Review: Weekend

Weekend

Andrew Haigh’s sophomore effort explores sex and relationships in a refreshingly frank two-hander about contemporary gay life in the UK.  

Weekend (2011)

Weekend movie poster

Director: Andrew Haigh

Writers(s)Andrew Haigh

Runtime: 97 minutes

StarringTom CullenChris New

Distributor: Rialto

CountryUK

Rating: Highly Recommended (?)

More info

“You become this blank canvas,” explains Glen (Chris New), on the act of sleeping with someone new. “It gives you an opportunity to project onto that canvas who you want to be.” The “gap” that opens up in between is where auteur Andrew Haigh sets his second film, Weekend. Taking a leaf out of time-limited films like Before Sunrise, Haigh explores the idea of sex and love, in that order, something that contemporary romantic films of any genre have trouble reconciling with Hollywood mores.

After a drunken party at a mate’s place, Russell (Tom Cullen) heads to a gay night club where he meets and goes home with Glen. What they both expected to be a one-night stand develops into something more, but this is not an immediate revelation. On the premise of Glen’s art project, in which he asks gay men to talk frankly about sex, the two begin a weekend of talk, sex, drugs and more importantly, conversations that reveal just as much about their own fear and anxieties as their own search for an important relationship in their lives.

Where recent more high-profile films have depicted more confrontational hate crimes or even a courtroom-like speech to hammer home their points, Haigh’s Weekend concentrates on the drama of the discussion between the two fledgling lovers. Indeed, with the exception of a fairly rational drunken conversation in a pub, both instances of abuse are heard off screen. Russell is uncomfortable with his own sexuality, and while he is not closeted, there is an emotional distance he has created for himself to the point that he doesn’t seem to enjoy sex without love.

The drama comes from Glen being ostensibly his opposite number, a hedonist who says he doesn’t want or need a boyfriend. The truth for both men is that aforementioned “gap” in between, what Glen describes as the space “between who you want to be and who you really are”. Both Glen and Russell desire not just each other, but to take on aspects each other’s personality. Through them, we are only given the promise of a future, but Weekend has no easy answers to help that future along on its way.

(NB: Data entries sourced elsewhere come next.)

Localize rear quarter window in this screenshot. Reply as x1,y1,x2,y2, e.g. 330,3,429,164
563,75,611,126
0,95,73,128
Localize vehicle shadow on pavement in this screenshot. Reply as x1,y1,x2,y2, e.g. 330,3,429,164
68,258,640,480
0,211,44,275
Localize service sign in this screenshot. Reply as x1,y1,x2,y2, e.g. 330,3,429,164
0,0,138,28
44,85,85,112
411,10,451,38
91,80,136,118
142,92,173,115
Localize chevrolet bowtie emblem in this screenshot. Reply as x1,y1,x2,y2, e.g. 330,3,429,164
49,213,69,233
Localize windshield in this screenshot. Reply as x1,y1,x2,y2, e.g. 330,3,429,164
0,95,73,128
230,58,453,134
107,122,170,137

In this sense, Weekend is the most unabashed love story in recent memory, fully aware it is telling a story of two people who will never be complete without each other. The performances are top notch, particularly the quietly tortured Cullen, who aches for much of the film but plays it close to the chest until the end. Intimately and beautifully shot, Urszula Pontikos’ cinematography is one of the rare instances where the freestyle floating camera brings us closer to the subjects. Carried solely by the two central figures, Weekend is a triumph in personal drama.

Weekend - Tom Cullen and Chris New

Haigh’s second film marks him as a filmmaker to take notice of, having an incredibly adept knowledge of dialogue and drama. In doing so, he demonstrates that film is not just about the observation of a conversation, but about opening a dialogue.

Weekend was released in Australia on 26 January 2012 from Rialto.